There’s a lot to appreciate about Aristotle’s definition of our species as rational animal. We are animals with the capacity for reason — including the all-important ability to guide our decisions and behavior through the exercise of reason. I’ve devoted much of my life to practical reason and the pursuit of excellences that enrich our lives. I think I’ve done alright.
But alright isn’t perfect, obviously. I’m constantly managing the animal in my nature, with varying degrees of success. This is why Aristotle is so keen on the self-conscious cultivation of habits: Habits serve as compensatory mechanisms, when the animal tries to get the upper hand. And it will get the upper hand, from time to time. In these unpleasant moments, all the reason in the world won’t impress the animal, which operates according to a different, primal logic. In those moments, we need our compensatory mechanisms more than ever, and it’s important to know what they are before we need them.

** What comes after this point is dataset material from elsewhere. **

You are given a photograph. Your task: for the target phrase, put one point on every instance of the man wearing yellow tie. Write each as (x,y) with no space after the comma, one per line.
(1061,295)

A case in point: The invasion of Ukraine.
This war is an unspeakable tragedy, a war of vanity and ambition that sacrifices human life and dignity — both of Ukrainians and of ordinary Russians. Don’t turn away from the devastation and horror of so many people, dead, lost, and displaced. Don’t turn away from young Russian military men and women, ordinary citizens whose lives have been put on hold, all of them treated as mere pawns in a mythical quest. Don’t turn away from what we are losing, every day that this unnecessary war continues.
I am not turning away. And this is where my confession begins.
I understand something of the geopolitical dynamics. I understand why NATO will not enforce a no-fly zone over Ukraine. I understand Poland’s desire to send jets, but not from its own military bases. I understand the arguments against sending forces to Western Ukraine, or using Western military might to enforce humanitarian corridors. I understand the unprecedented scope of the economic sanctions — and I understand that this pressure takes time. I understand.
But it’s my rational self that understands — only that. The animal in me rebels against practicality and prudence, against my own reasonable voices. That part of me doesn’t want to weigh the relative costs of intervening in this way or that; it doesn’t want to give sanctions time, or provide indirect defensive support, or engage in diplomacy, or avoid a direct confrontation that would surely widen the conflict. That part of me — no, I — I want to act, I want all believers in human dignity and the right to self-determination to stand up and act — now and decisively.
I realize that this reflection is a philosopher’s privilege. Ukrainian women and men are giving their lives to defend their right to self-determination, and their courage and determination should inspire us all. But what can we do, from this comfortable distance?
Nothing I can say will compare to the fight in which our fellow human beings are fighting in Ukraine, and nothing I can say should take away from the honor they deserve. But their fight for autonomy and self-determination is everyone’s concern. Autonomy and the right to self-determination is the exception in the history of our species. Power, class, religion, the nation-state — all have conspired at times to enforce a dominant way of life on people who want to take a different path. We can honor the Ukrainians’ spirit by taking up that challenge, every day, where we are.
Genuine pluralism is not natural for our species, and we easily succumb to the comforting fantasy that the way of life that pleases us must surely please everyone — and it is a dangerously short step from the comfort of this fantasy to the conclusion that they, whoever they are, do not know what is good for them, and must be ”shown.”
Genuine pluralism is so unnatural to us that every generation must relearn the skills and the wisdom of reaching beyond the barriers we have erected to divide ourselves. And this is where any of us can join this fight. If you value your own autonomy, if you embrace your own right to self-determination, then defend the autonomy and self-determination of others — including people who want to lead lives different than yours.
In nature, it is most often the variation of specific traits in a multiplicity of individuals that allows a species to thrive; I believe the same is true for the human spirit. The more ways of being the kind of thing we are — and the more we embrace and celebrate that variation — the more resilient our kind becomes, and the richer each of our lives can be. Recognizing this basic fact means recognizing that not everyone should be like me, if we value the flourishing of rational animals.
When we look at the members of a family, no one says that the variation of traits that constitute family resemblance reduces to relativism. The family reveals itself without a single determining feature. Isn’t that the possibility of genuine pluralism?
To be a rational animal is to be the kind of being that can choose its kind of life and community.